Quality is based on undivided attention. If you’re at Disney on your phone, or taking the road trip with headphones in for conference calls, you’ve sent a very clear message to them about what matters most.
Civilizing kids starts early.
To that end, Lisa and I made a pact to stay on the same page together in disciplining with a simple set of rules.
Don’t make idle or excessive threats. Always deliver a clear warning on bad behavior before acting on the punishment. And then always follow through. This worked for us.
Learning to live with clear, simple rules that you know will be applied is the first step to living in a civilization.
We quickly realized that screens were toxic at an early age. So when my son entered first grade, we put him in a Waldorf School, which requires you to pledge that there will be zero media use at home. We were on the strict side of the Waldorf parent spectrum. The result? Our son stayed engaged in physical, imaginative, and outdoor play much longer than most American kids. His childhood looked much more like mine. Running around outside with friends. Coming home with bloody knees from falling out of trees.
Let them fall down. Being exposed early and often to the messy reality of the physical world is good for our kids’ physical and mental health, but it also ingrains a visceral understanding of reality. You don’t climb a tree in the abstract. You do it for real, and it’s messy and unpredictable. That’s better than any lesson you’ll learn in class and it’s an early inoculation against utopianism.

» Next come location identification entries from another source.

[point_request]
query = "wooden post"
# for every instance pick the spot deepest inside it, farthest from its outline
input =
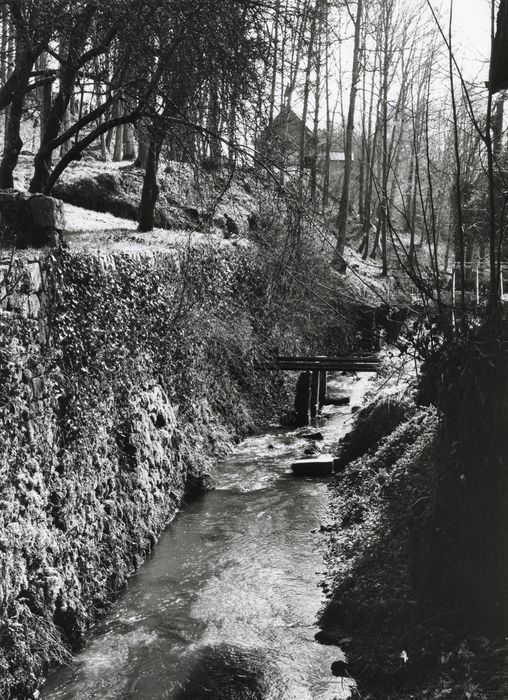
(453, 295)
(314, 395)
(323, 387)
(303, 401)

We did not put our son in a government-run school. Our family was also quick to pull our child from a private school when it became clear that critical theory was driving their approach as well. I’d sooner have my kid work in a coal mine than subject him to that soul-deadening rot.
Work it out. Speaking of coal mines, our son has worked summer jobs since 7th grade. I don’t expect to see him posting on TikTok faux-crying about the tyranny of a 9-to-5 or leaving work to pull down a statue of Christopher Columbus any time soon. He’s got too much hard-earned summer cash to complain.
Have I tried to brainwash my son with my values? Yes. And one of those values is engaging in rigorous debate. We’ve prioritized having dinner together as a family, which is really good to do for its own sake. Humans are social eating creatures and this is deeply powerful socialization time. But we’ve also made it debate time, and I will often take on positions I disagree with or challenge him to do the same because, to paraphrase John Stuart Mill, the person that doesn’t understand his opponent’s position doesn’t really know a damn thing.
We pushed him to get his driver’s license. You want them to leave the nest. That’s literally the point of this entire enterprise. Show them how and then let them drive.
We love this time in which we live. We’ve pushed back hard against the false narratives of environmental apocalypse driving kids to experience daily existential anxiety. Our family reinforces the facts, which are that the world, for all its problems, has gotten dramatically richer and better for the global poor over the past 30 years. You’re lucky to live in 2024.
Oh yeah… and there’s no chance in hell I’m paying one nickel to send him to a college possessed by utopian barbarism. Nope. Not happening. Instead, we’re sending him to study in Italy. He’ll still encounter plenty of communists, but the lessons from global travel and cultural exploration will be the real education we care about.
As parents and dads, this fight for the future of civilization is up to us.
We have to model being civilized for our kids in an uncivilized world. We can’t vote our way into a civilized world. We can’t outsource the protection of civilization. We need to be civilized and raise civilized adults.
That’s how we save America.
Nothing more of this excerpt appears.